Re:Too open for its own good by macs4all · 2012-01-01 10:54 · Score: 4, Insightful

Walled Gardens are the TSA Security Theater of the mobile space (coming soon to a PC near you!)

Not hardly.

When you talk about the TSA, there are literally hundreds of examples of the TSA not catching "banned items". WIth the iOS App Store, there have been what, one or two completely benign "breaches" in three years?

Hardly a fair comparison.

And, when compared with the track record of Android, even in the supposed "official" Android App Store, you would be bat-shit crazy to seriously suggest that Apple's curating of the App Store is "theater".
the weekly A/V scam by Fuzi719 · 2012-01-01 11:28 · Score: 5, Interesting

It seems every week there is another "Oh Nos!
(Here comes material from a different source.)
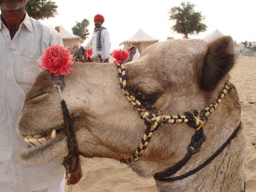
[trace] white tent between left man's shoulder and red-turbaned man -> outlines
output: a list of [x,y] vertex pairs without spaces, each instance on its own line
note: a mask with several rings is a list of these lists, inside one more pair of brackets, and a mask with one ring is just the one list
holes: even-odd
[[59,35],[62,39],[64,46],[68,47],[70,52],[72,52],[72,49],[74,48],[74,46],[80,47],[80,42],[81,42],[80,37],[70,33],[67,29],[65,29],[61,25],[60,25]]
Android is infested with malware!" article extolling the virtues of Apple and claiming all Android phones MUST install some A/V app or else your hair is going to fall out, your dog will get pregnant and your lawn will turn brown. Every one of these articles can be traced back to one of the major A/V vendors (who just happen to have a convenient Android A/V app for sale) or Apple. It is all FUD and BULLSH*T. Are there malware out there for Android? Yes. Is it widespread in the US? No. I've worked with Android phones for years, work with several administrators in corporate environments who service hundreds of Android phones, know dozens of friends with Android phones. I have NEVER encountered a single bit of malware. Not once. The few bits of malware that have gotten into the system in the US were quickly taken care of by Google. Tell me, have any of you EVER seen this "widespread malware" out in the field?